Tolley will be replaced by Capt. Justin Doll, who has been with Anchorage Police since 1996.


“Chris Tolley has led the way rebuilding APD. I thank him and his family for strengthening Anchorage. Captain Doll’s knowledge of the department and city will lead a rebuilt APD to a higher level of service,” Mayor Ethan Berkowitz said Monday. “Chief Tolley had delayed his retirement in order to become police chief. Captain Doll took that time to get ready and understand what it would take to be a chief, and, we’ve hit the point where he’s ready to step into command and Chief Tolley can take a well-deserved retirement.”


During his tenure with APD, Doll has served as a patrol officer, field training officer, SWAT team member, bomb technician and most recently as commander of the homicide and robbery/assault detective units, according to a press release from APD. 


“I was really happy to have Chief Tolley’s leadership for a period in time, I thought it was very healthy for the department to have somebody from the outside for awhile and bring in some new ideas, and with that being said, I think we’re now poised to have somebody that’s come up from within the ranks and really understands the nuts and bolts of the police department,” said one of Captain Doll’s colleagues on his promotion to chief.

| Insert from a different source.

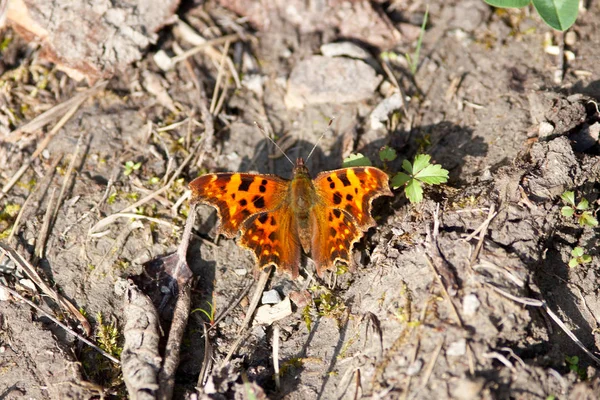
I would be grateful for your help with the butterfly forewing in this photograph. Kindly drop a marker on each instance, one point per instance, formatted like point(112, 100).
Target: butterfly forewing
point(238, 196)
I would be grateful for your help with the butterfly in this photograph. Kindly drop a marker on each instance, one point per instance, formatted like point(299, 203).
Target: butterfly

Earlier this year, APD announced it was instituting a three-point plan to deal with an increase in homicides, property crime and vehicle thefts:



  1. Refocus the department’s CAP and vice teams on the city’s drug problem. CAP is going to work on street level distribution. Vice is going to work on long-term drug investigations.

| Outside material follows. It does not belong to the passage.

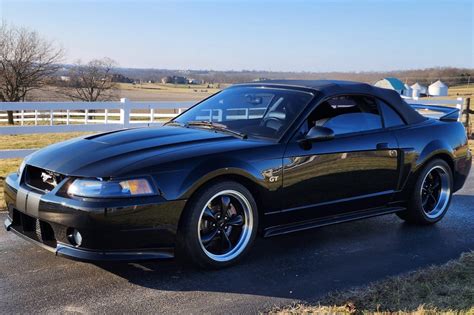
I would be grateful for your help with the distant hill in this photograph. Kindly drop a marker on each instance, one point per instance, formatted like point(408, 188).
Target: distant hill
point(451, 76)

  2. Redeploy. The department used crime statistics to figure out where most of the “shots fired” calls come from and will increase patrols in those areas.

  3. Expanded foot patrols to three neighborhoods: Spenard, Fairview and Mountain View.


Though he did not comment directly on APD’s three-prong plan in Spenard, Fairview and Mountain View, Captain Doll said, “Once we get closer to that transition point, we’ll definitely be talking to the community about that as well, letting residents know what we intend to do. But I definitely want a chance to sit down and talk about it with the command staff first.”


The change of command ceremony will take place on June 30.